# Existential Instantiation

## Theorem

### Informal Statement

- $\exists x: \map P x, \map P {\mathbf a} \implies y \vdash y$

Suppose we have the following:

- From our universe of discourse,
*any*arbitrarily selected object $\mathbf a$ which has the property $P$ implies a conclusion $y$ - $\mathbf a$ is not free in $y$
- It is known that there
*does*actually exists an object that has $P$.

Then we may infer $y$.

This is called the **Rule of Existential Instantiation** and often appears in a proof with its abbreviation $\text {EI}$.

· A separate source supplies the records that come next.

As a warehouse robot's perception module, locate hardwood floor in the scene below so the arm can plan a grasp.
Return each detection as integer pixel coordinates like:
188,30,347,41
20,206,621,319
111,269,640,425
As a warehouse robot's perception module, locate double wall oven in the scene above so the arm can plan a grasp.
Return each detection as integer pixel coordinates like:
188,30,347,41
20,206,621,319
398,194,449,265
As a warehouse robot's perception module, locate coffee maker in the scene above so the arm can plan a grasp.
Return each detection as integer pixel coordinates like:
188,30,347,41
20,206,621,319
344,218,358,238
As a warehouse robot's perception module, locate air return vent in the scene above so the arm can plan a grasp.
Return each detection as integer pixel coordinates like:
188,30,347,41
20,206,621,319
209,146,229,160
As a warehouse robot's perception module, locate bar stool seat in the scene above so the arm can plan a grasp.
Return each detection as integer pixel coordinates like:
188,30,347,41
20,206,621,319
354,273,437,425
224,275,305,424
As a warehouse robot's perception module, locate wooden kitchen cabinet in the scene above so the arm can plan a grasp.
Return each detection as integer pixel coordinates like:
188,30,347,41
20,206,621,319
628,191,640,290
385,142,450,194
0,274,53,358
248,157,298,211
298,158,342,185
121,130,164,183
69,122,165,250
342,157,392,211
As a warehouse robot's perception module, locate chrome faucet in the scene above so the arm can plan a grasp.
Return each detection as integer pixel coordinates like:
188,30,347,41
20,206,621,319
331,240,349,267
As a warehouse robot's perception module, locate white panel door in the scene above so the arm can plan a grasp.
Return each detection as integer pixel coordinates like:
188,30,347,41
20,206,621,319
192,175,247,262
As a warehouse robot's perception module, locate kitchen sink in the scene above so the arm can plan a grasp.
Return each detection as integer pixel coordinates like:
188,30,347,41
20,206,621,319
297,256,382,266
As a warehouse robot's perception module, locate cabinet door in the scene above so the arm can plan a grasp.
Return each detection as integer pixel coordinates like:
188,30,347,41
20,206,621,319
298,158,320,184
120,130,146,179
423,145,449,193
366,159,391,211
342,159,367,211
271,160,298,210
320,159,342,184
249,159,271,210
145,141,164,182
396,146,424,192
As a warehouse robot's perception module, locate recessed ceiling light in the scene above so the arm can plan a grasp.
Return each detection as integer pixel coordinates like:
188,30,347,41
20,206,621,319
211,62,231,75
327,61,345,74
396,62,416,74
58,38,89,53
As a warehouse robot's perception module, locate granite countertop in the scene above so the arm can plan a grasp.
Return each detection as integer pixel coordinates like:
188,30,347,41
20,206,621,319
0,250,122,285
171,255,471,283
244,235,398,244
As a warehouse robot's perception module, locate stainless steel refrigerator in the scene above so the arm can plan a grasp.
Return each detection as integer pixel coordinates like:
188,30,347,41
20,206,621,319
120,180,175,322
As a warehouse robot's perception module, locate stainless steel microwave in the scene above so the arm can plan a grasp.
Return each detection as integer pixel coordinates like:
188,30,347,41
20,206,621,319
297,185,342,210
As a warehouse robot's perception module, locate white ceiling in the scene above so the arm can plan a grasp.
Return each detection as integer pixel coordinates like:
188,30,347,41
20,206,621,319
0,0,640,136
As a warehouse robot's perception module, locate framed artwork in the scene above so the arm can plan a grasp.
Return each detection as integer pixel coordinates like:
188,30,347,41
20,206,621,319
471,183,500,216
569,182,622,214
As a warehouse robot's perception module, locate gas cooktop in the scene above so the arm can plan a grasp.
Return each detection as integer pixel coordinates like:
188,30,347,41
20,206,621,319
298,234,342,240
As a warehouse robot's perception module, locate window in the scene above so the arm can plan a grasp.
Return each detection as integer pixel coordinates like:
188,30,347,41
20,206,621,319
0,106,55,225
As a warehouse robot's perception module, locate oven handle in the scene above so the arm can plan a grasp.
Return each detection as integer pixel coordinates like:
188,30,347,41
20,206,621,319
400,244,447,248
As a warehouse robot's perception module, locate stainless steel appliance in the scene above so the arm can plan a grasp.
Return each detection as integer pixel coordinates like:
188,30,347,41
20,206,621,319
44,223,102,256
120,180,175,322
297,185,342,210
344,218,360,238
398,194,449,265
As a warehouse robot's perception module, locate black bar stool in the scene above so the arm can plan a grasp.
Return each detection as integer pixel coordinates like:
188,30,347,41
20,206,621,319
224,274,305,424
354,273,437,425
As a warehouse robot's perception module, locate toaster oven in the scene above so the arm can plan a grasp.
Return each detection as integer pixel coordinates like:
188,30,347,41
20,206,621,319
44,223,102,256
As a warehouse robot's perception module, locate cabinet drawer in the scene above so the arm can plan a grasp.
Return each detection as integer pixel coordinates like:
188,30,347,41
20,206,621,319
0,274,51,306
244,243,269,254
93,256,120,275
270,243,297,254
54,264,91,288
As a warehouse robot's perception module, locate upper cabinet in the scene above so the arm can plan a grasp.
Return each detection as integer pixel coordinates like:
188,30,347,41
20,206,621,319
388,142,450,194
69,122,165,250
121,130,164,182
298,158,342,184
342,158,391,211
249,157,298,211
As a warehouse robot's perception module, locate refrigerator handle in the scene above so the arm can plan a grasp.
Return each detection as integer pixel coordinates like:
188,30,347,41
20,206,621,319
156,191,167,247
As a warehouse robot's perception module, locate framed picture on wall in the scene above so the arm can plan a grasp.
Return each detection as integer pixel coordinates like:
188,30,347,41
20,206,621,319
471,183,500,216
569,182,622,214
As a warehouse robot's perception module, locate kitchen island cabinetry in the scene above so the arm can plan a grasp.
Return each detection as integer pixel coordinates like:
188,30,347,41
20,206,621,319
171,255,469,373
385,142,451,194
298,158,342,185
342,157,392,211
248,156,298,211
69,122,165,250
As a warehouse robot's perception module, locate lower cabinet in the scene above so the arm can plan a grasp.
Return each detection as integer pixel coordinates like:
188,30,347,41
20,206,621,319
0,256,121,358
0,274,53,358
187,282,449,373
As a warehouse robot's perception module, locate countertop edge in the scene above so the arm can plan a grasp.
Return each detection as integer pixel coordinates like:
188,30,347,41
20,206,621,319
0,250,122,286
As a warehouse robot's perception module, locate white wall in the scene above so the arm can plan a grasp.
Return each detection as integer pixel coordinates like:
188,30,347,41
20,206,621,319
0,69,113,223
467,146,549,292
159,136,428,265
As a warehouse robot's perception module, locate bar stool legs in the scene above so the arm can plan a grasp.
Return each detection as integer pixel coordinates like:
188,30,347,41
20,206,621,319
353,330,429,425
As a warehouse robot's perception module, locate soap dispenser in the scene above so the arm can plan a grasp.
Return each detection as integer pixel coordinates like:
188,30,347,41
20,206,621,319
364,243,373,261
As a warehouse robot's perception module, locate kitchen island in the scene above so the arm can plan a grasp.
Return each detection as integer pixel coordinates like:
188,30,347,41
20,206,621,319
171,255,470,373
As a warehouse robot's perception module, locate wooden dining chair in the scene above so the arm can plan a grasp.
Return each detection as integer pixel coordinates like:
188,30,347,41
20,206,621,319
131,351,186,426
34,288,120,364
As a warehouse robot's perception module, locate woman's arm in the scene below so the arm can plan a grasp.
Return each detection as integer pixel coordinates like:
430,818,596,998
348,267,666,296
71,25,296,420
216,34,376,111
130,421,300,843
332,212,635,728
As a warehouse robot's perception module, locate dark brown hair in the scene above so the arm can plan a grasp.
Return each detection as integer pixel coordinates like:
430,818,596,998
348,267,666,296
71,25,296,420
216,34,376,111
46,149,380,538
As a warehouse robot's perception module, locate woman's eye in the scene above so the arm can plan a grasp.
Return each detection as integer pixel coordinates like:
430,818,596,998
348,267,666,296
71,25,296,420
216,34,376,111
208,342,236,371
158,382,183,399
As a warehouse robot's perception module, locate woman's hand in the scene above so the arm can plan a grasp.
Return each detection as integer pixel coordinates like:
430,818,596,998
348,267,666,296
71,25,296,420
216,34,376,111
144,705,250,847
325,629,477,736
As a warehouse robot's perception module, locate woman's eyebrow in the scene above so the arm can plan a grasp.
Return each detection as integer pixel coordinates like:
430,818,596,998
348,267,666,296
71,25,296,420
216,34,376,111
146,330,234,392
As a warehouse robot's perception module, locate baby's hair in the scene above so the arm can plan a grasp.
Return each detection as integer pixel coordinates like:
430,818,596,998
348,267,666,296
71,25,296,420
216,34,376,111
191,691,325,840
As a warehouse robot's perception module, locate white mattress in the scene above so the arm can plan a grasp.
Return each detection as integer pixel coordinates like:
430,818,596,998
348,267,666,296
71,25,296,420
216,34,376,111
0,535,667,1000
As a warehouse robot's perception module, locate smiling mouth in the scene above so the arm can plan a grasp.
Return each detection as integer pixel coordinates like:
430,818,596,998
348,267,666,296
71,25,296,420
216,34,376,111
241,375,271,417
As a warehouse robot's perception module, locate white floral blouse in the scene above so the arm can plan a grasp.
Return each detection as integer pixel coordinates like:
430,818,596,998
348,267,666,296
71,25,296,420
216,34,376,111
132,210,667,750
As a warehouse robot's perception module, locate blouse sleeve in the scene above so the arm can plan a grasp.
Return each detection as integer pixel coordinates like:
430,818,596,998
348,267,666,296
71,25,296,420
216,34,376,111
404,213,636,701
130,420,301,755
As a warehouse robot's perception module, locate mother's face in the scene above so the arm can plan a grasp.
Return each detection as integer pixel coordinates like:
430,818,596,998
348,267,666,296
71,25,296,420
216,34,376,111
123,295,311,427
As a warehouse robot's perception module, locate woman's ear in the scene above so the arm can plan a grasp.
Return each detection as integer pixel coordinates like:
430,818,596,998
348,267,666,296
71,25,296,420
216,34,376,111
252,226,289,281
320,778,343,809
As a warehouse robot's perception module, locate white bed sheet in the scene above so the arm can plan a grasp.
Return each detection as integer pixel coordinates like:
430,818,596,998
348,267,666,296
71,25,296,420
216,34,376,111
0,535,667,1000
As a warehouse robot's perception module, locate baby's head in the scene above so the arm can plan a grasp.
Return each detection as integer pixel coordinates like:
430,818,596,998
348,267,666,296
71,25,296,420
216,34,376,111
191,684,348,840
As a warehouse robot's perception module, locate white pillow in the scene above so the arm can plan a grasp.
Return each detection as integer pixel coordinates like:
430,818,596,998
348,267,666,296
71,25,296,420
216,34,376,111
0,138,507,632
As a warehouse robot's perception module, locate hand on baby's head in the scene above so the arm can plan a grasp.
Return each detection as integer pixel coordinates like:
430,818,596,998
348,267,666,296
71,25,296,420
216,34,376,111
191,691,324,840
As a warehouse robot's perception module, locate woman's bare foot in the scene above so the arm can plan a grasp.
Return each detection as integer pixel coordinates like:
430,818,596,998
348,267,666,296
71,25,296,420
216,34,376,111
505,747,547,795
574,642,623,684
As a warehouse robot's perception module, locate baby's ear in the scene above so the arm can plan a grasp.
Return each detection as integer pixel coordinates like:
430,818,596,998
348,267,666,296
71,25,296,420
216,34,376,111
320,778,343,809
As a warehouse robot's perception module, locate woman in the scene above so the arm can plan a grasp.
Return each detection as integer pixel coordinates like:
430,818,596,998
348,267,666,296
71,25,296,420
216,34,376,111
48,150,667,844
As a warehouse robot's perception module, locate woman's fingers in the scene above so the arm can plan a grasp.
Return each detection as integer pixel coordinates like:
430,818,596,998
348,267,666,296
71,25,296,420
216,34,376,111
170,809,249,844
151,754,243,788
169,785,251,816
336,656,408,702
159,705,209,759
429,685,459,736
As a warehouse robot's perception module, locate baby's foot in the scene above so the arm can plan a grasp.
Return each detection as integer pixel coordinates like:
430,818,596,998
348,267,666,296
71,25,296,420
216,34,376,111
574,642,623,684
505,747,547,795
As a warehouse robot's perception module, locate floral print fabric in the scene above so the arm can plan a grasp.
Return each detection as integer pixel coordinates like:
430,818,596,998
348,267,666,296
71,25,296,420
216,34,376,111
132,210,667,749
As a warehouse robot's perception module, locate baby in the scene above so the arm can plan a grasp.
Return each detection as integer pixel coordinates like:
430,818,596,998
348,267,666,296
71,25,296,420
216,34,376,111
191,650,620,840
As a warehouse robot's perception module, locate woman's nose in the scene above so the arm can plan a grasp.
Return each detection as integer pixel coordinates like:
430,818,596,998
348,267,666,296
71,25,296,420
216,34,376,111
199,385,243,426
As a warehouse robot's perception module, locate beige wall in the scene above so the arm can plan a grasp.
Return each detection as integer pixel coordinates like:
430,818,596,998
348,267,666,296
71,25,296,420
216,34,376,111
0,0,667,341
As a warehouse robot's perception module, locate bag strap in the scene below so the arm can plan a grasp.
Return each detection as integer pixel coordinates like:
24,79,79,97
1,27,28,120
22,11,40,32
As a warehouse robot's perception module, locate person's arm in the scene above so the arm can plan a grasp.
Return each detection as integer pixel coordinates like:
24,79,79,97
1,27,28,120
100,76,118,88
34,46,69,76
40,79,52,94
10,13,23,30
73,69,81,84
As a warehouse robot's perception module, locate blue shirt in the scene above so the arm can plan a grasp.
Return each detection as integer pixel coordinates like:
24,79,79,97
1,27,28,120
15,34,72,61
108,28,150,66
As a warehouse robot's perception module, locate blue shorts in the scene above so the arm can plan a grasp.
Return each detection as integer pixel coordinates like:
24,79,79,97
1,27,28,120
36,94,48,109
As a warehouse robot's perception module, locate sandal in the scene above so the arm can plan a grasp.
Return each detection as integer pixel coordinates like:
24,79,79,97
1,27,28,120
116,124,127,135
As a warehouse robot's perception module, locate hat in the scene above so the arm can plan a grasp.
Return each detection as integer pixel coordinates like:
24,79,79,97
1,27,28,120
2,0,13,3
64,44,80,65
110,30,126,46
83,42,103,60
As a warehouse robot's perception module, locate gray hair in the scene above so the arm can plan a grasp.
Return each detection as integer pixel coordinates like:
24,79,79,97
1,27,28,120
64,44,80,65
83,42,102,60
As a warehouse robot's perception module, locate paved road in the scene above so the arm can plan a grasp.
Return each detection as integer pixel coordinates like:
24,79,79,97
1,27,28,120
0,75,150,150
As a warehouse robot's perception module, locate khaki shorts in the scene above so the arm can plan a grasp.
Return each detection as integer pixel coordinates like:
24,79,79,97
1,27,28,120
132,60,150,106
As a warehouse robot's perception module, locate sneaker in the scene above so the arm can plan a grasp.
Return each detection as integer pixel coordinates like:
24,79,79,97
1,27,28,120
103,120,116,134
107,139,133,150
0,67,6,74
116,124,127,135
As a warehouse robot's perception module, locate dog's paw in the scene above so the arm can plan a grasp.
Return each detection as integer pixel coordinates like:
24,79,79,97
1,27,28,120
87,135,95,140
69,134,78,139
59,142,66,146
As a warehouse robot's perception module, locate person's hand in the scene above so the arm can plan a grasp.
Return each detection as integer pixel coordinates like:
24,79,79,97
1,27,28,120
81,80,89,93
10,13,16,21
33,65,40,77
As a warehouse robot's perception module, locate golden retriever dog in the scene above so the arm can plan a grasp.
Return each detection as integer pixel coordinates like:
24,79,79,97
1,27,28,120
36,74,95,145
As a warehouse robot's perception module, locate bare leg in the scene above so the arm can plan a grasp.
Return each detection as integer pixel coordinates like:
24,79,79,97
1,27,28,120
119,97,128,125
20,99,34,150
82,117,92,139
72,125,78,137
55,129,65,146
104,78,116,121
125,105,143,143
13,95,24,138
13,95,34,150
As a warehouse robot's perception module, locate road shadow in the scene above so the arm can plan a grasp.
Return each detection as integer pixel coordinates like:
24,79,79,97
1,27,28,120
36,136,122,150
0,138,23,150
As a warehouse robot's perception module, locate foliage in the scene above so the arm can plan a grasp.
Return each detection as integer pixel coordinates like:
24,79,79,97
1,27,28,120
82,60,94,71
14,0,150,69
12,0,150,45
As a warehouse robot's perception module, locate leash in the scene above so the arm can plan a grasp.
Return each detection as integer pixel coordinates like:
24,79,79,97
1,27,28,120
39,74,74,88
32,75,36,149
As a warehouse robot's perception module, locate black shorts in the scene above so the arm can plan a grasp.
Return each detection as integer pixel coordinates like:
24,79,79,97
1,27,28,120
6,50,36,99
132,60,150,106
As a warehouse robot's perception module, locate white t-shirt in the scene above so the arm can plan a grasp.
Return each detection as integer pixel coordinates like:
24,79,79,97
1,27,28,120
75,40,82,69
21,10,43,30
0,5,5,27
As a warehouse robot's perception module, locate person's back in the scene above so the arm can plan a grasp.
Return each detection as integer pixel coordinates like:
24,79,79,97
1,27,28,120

When using this rule of existential instantiation:

- $\exists x: \map P x, \map P {\mathbf a} \implies y \vdash y$

the instance of $\map P {\mathbf a}$ is referred to as the **typical disjunct**.

### Existential Instantiation in Proof Systems

Let $\LL$ be a specific signature for the language of predicate logic.

Let $\mathscr H$ be Hilbert proof system instance 1 for predicate logic.

Let $\map {\mathbf A} x, \mathbf B$ be WFFs of $\LL$.

Let $\FF$ be a collection of WFFs of $\LL$.

Let $c$ be an arbitrary constant symbol which is not in $\LL$.

Let $\LL'$ be the signature $\LL$ extended with the constant symbol $c$.

Suppose that we have the provable consequence (in $\LL'$):

- $\FF, \map {\mathbf A} c \vdash_{\mathscr H} \mathbf B$

Then we may infer (in $\LL$):

- $\FF, \exists x: \map {\mathbf A} x \vdash_{\mathscr H} \mathbf B$

## Also known as

Some authors call this the **Rule of Existential Elimination** and it is then abbreviated $\text {EE}$.